The region has hundreds of rivers with a total length of more than 8.6 million kilometers—there are 560 rivers and streams throughout the oblast. The Klyazma River flows into the Oka River on the south-eastern edge of the oblast's border with the Nizhny Novgorod Region. The Klyazma River's major tributaries in the Vladimir Region are the Sherna (with the Molokcha flowing into it), the Kirzhach (with its own tributaries being the Big and Small Kirzhach), the Peksha, the Koloksha, the Nerl, the Sudogda, the Uvod, the Lukh and the Suvorosch. Tributaries of the Oka within Vladimir oblast are the Gus, Unzha, and Ushna rivers. The Dubna River, a tributary of the Volga River, originates near the town of Alexandrov. The Oka River is navigable throughout the region (157 km). The rivers in the region are characterized by their flat currents, broad valleys and meandering channels. Water levels are characterized by their high spring tides, low water periods over summer-autumn with occasional flooding during heavy rains, and stable/low levels throughout the winter.

There are about three hundred lakes covering an area of five thousand hectares.

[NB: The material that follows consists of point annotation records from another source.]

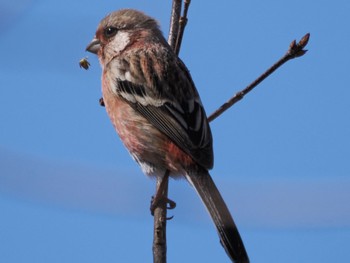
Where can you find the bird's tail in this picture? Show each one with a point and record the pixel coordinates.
(226, 227)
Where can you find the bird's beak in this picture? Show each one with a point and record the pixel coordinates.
(94, 46)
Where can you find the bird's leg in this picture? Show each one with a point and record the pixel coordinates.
(159, 198)
(101, 102)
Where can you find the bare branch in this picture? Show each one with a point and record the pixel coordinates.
(160, 218)
(174, 22)
(182, 25)
(295, 50)
(160, 211)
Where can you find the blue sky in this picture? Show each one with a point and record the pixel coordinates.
(69, 192)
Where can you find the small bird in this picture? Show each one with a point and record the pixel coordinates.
(156, 110)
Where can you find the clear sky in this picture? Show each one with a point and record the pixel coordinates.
(69, 192)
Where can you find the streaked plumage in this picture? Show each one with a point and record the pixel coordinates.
(156, 110)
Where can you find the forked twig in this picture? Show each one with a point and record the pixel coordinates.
(174, 23)
(295, 50)
(182, 25)
(160, 211)
(176, 31)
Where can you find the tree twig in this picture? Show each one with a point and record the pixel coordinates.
(176, 31)
(174, 23)
(160, 211)
(295, 50)
(182, 25)
(160, 219)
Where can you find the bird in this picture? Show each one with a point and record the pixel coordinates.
(156, 110)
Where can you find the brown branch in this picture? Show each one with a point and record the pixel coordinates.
(174, 23)
(160, 217)
(176, 31)
(295, 50)
(160, 211)
(182, 25)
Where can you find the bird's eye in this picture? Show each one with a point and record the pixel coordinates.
(110, 32)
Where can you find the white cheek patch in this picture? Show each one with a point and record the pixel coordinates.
(120, 41)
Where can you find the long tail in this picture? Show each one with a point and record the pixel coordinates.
(226, 227)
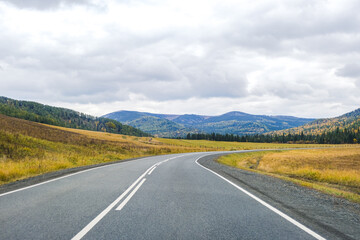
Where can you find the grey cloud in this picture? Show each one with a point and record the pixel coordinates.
(210, 60)
(351, 70)
(45, 4)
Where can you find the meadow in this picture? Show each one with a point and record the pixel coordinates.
(28, 148)
(331, 170)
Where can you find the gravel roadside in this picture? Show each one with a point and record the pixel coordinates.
(331, 217)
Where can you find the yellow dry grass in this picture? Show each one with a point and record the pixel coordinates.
(28, 149)
(333, 170)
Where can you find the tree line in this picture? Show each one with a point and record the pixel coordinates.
(62, 117)
(338, 136)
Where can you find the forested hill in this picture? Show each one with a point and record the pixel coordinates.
(237, 123)
(37, 112)
(349, 122)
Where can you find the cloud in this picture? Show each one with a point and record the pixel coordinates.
(45, 5)
(351, 70)
(255, 56)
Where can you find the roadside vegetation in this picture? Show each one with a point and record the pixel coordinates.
(28, 148)
(331, 170)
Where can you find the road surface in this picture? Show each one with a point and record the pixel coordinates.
(162, 197)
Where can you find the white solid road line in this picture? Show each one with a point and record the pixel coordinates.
(151, 170)
(127, 199)
(88, 227)
(293, 221)
(97, 219)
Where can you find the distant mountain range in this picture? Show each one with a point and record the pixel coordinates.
(239, 123)
(63, 117)
(350, 121)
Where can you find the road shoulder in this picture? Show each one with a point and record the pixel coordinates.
(331, 217)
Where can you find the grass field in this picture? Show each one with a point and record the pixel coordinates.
(331, 170)
(28, 148)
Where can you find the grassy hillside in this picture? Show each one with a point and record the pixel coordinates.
(335, 171)
(37, 112)
(29, 148)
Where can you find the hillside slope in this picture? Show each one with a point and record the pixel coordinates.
(37, 112)
(349, 121)
(232, 123)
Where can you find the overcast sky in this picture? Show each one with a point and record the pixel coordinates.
(275, 57)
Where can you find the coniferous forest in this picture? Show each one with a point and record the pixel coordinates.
(338, 136)
(62, 117)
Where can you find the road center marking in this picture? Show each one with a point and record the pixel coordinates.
(97, 219)
(151, 170)
(130, 195)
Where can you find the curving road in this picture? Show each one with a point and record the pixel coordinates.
(162, 197)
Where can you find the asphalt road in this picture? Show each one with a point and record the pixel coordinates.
(162, 197)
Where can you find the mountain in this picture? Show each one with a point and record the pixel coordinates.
(238, 123)
(350, 121)
(37, 112)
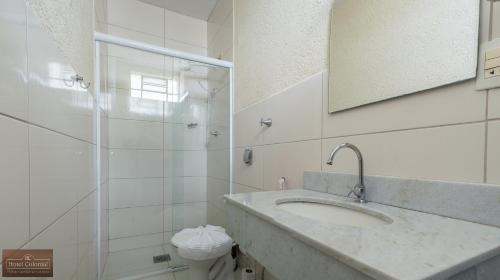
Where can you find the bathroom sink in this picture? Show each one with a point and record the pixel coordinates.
(336, 212)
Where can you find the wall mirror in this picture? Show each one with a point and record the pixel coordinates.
(381, 49)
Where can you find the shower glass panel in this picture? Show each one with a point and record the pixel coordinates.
(166, 155)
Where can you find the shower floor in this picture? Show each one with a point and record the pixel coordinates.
(138, 263)
(128, 264)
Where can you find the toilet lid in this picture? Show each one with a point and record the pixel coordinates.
(202, 243)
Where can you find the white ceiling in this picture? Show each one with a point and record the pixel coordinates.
(200, 9)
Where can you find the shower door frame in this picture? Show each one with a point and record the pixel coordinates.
(124, 42)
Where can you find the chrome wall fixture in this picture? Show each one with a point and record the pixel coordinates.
(248, 156)
(214, 133)
(77, 79)
(359, 189)
(268, 122)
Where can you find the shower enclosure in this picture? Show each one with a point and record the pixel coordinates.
(164, 132)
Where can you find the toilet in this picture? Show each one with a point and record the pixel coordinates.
(202, 247)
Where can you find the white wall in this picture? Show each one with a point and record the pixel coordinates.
(71, 25)
(277, 44)
(220, 45)
(450, 133)
(47, 171)
(147, 23)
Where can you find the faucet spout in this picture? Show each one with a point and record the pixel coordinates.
(359, 188)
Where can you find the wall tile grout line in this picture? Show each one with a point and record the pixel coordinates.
(27, 127)
(46, 128)
(59, 217)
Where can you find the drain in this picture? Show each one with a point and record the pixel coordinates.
(161, 258)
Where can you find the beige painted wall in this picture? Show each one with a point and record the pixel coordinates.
(277, 44)
(450, 133)
(71, 25)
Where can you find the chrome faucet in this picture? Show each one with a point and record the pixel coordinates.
(359, 189)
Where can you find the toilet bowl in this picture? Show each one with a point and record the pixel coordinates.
(201, 247)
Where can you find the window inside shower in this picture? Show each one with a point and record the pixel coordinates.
(165, 155)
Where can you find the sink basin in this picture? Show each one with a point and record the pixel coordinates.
(336, 212)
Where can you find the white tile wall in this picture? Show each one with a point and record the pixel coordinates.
(61, 173)
(494, 104)
(186, 163)
(135, 242)
(14, 183)
(154, 159)
(132, 134)
(132, 54)
(62, 237)
(136, 15)
(193, 31)
(123, 106)
(135, 163)
(135, 221)
(135, 192)
(187, 189)
(120, 69)
(53, 102)
(13, 59)
(493, 156)
(189, 215)
(218, 160)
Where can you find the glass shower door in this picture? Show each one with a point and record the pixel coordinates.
(166, 146)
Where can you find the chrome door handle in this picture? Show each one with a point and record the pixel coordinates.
(268, 122)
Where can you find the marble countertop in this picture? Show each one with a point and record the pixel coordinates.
(415, 246)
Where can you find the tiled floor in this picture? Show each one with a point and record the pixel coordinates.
(128, 263)
(131, 263)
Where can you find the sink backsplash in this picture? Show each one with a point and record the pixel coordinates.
(478, 203)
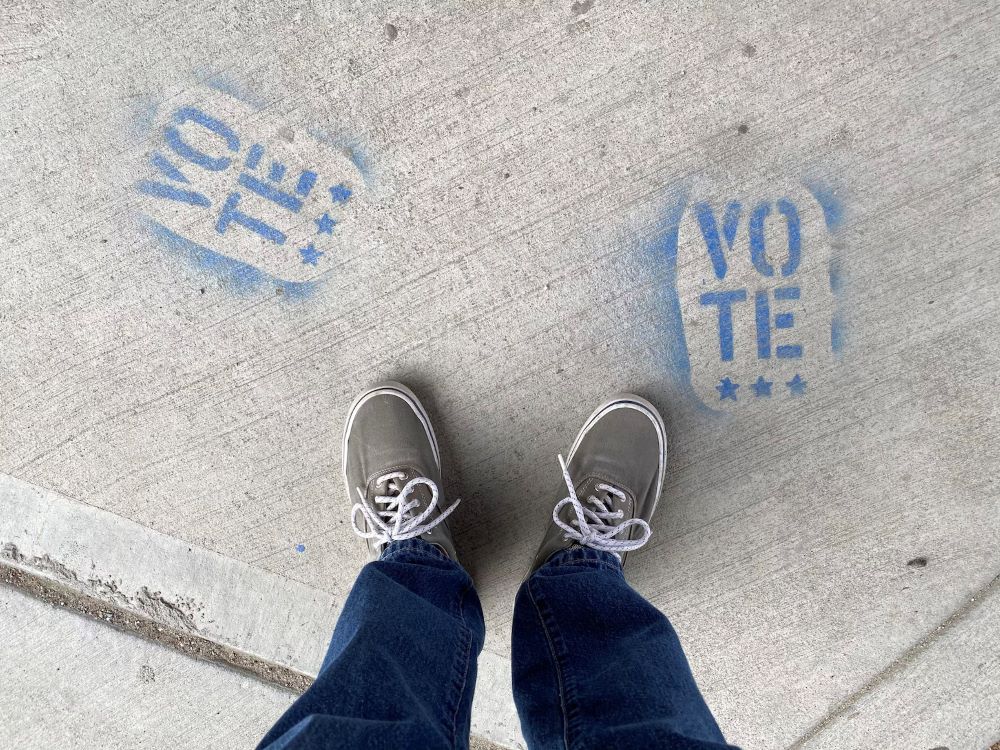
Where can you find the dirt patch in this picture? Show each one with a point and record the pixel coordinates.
(166, 632)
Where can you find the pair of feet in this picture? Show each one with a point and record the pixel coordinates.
(613, 476)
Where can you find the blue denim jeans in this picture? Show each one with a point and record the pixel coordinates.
(594, 664)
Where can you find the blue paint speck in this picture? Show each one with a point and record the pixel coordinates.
(340, 193)
(325, 224)
(727, 389)
(310, 254)
(797, 385)
(762, 388)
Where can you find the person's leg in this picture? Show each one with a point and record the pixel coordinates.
(401, 667)
(594, 664)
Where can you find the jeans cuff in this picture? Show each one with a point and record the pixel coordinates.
(577, 555)
(403, 549)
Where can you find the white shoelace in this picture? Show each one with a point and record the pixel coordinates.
(395, 520)
(592, 528)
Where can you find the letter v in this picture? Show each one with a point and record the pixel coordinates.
(710, 231)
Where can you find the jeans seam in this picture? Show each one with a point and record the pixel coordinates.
(560, 678)
(588, 564)
(417, 552)
(466, 653)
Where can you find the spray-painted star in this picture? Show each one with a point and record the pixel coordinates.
(310, 254)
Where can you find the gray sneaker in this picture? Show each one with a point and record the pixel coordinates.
(392, 468)
(614, 475)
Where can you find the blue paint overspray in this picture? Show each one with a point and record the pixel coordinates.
(834, 215)
(241, 278)
(660, 251)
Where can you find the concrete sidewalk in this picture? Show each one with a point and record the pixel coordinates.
(220, 222)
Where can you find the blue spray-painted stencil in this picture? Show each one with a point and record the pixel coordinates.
(752, 287)
(240, 205)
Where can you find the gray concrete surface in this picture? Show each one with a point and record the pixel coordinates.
(521, 239)
(190, 599)
(73, 682)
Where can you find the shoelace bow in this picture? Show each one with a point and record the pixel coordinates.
(592, 528)
(390, 517)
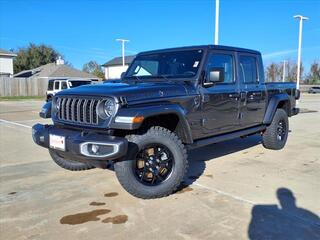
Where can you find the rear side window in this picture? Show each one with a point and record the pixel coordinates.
(223, 61)
(248, 69)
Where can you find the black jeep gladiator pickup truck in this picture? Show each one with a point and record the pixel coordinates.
(166, 102)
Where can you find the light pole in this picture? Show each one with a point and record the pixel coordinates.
(216, 33)
(284, 70)
(122, 43)
(301, 18)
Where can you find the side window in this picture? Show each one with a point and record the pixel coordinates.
(248, 69)
(223, 61)
(146, 68)
(64, 85)
(56, 85)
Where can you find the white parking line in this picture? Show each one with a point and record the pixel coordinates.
(14, 123)
(224, 193)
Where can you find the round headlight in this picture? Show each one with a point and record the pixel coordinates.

Most of them are small and undrained and many are overgrown with a peat layer. The origin of the lakes varies. Numerous oxbow lakes are scattered along the river valleys. The largest of them are Lake Urvanovskoe (12 km long) and Lake Visha (length about 10 km). In the Meshchera Lowlands and in the northwest of the oblast are lakes of ancient alluvial valleys: Isikhry, Svyatoe and others. Lakes of karst origin, located in the lower reaches of the Klyazma and in the center of Vyaznikovsky District (a northeastern district in the oblast), have highly mineralized water and are associated with underground watercourses. The largest and deepest of them is Lake Kshchara. In the districts of Alexandrov and Yuryev-Polsky glacial lakes are small in size.

The main masses of wetlands in the region (total area of 37.4 thousand hectares) occur in Meshchera and Balakhna (in the northeast of the oblast) lowlands.

History
The territory of modern Vladimir Oblast has been populated since ancient times. The oldest known traces of human settlement date to the Upper Paleolithic. A settlement of Homo Sapiens dating back to between 32,050 BC and 28,550 BC was discovered in the area of Sungir, located around 200km east of Moscow.

The region of Vladimir were inhabited by different people like Slavs, Tatars, Finno-Ugrics and Balts. The East Slavic tribe of the Buzhans originated in the Vladimir region. Archaeological excavations of Volga Finn settlements document also the Finno-Ugric roots of this land. Merya, Muromian, and Meshchera are inhabited territory of the region during this period.

Since the 10th century AD, Slavic colonization of the area began in Murom and Suzdal. The current territory of Vladimir Oblast became was part of Kievan Rus. After the breakdown of the authority of Kievan Rus, the region became part of the Rostov-Suzdal principality in the 11th century and then the Vladimir-Suzdal principality in the 12th century. The Vladimir region rapidly developed in the mid-12th century during the rule of Yuri Dolgorukiy and Andrey Bogolyubsky. New townships arose—Yuriev-Polsky, Yaropolch-Zalessky, Gorokhovets, Starodub-on-the-Klyazma, Mstislavl—along with princely residences in Kideksha and Bogolyubovo.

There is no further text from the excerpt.